Gosling is a good sport to play the slightly predatory, sartorially helpless pretty boy, as the spray-tanned ex-Mouseketeer parodies his popular “hey girl” persona, flexing both his muscles and a range of facial expressions all but lacking from his recent work. If Robbie’s Barbie sets an impossibly high bar for young women, then Gosling’s Ken reps an equally formidable male model, with his chiseled abs and cheekbones.That factor hasn’t escaped Gerwig, who sets out to disrupt such unattainable aesthetic standards, calling out ways the doll’s idealized design can harm self-esteem and encourage eating disorders. She crams most of that critique into a single motormouthed monologue, which drew cheers at the premiere and which, on closer inspection, contains not a single controversial idea. In the end, the trouble with “Barbie” isn’t that it goes too far, but that it stops short, building to a conceptual scene between Barbie and her Creator (Rhea Perlman) that inadvertently underscores one of the movie’s few failings: It’s an intellectual experience, not an emotional one, grounded largely in audience nostalgia.
The power of nostalgia ought not be underestimated with a property like this, as much of Gerwig’s approach skews toward grown women and gay audiences who’ve owned the dolls — and for whom she’s embedded deep-cut trivia and hidden references throughout. The movie was clearly made by people who understand how kids’ imaginations work when playing with Barbies, even if Gerwig uses the project as the delivery device for what sounds like an undergraduate gender studies lecture at times.

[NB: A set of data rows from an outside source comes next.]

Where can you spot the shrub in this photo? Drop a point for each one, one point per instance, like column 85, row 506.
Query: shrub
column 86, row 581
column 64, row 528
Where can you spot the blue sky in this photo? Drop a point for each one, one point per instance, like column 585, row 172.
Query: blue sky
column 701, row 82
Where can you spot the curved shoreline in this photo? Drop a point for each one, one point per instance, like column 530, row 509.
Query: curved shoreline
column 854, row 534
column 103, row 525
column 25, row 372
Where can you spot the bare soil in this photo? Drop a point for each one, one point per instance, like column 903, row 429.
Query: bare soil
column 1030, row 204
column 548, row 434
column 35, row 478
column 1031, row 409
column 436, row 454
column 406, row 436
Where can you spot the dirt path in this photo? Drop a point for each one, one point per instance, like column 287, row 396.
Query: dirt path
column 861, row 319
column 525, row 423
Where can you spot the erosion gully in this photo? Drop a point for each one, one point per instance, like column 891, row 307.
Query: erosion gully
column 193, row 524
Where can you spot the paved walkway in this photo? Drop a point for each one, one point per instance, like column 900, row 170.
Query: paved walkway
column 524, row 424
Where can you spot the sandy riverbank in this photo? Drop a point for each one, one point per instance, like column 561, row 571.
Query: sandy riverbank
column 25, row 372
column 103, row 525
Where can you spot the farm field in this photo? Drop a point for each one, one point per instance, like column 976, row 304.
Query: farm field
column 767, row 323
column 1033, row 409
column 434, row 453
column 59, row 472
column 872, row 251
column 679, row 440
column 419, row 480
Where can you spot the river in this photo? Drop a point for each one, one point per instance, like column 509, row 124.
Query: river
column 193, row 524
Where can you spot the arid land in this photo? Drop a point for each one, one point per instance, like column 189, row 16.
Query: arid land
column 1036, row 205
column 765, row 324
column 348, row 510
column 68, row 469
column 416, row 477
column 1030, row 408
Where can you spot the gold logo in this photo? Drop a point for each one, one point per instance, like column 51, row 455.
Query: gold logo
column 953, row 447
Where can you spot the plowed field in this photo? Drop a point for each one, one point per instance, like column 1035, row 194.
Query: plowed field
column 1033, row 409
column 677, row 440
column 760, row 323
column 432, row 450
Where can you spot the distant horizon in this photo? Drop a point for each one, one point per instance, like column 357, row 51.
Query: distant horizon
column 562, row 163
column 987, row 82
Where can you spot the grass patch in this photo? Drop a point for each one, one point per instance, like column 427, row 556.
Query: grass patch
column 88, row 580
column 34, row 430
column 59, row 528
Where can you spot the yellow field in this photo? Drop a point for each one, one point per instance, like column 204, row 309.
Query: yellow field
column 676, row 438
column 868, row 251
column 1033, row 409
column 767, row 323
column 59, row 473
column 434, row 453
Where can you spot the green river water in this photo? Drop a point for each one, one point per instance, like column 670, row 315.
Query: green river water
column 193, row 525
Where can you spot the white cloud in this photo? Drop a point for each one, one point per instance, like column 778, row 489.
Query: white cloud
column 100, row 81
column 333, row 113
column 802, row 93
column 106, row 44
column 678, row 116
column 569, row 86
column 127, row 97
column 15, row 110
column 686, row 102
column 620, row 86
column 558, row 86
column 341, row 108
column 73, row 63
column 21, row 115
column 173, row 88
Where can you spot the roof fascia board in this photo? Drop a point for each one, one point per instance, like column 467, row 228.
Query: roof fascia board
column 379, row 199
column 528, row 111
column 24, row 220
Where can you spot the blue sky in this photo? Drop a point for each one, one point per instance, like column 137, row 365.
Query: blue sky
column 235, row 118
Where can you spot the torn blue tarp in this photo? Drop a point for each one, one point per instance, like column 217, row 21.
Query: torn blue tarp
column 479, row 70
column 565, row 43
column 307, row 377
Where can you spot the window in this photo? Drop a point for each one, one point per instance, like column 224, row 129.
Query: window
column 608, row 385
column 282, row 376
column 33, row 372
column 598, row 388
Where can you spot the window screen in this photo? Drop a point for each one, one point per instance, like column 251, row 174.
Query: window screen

Most of its points are positive ones for young girls to hear, while those that earned the film its PG-13 rating will fly right over their heads as they feast on all the eye candy, including re-creations of classic looks by Jacqueline Durran (costumes) and Sarah Greenwood (production design).
It’s kind of perfect that “Barbie” is opening opposite Christopher Nolan’s “Oppenheimer,” since Gerwig’s girl-power blockbuster offers a neon-pink form of inception all its own, planting positive examples of female potential for future generations. Meanwhile, by showing a sense of humour about the brand’s past stumbles, it gives us permission to challenge what Barbie represents — not at all what you’d expect from a feature-length toy commercial.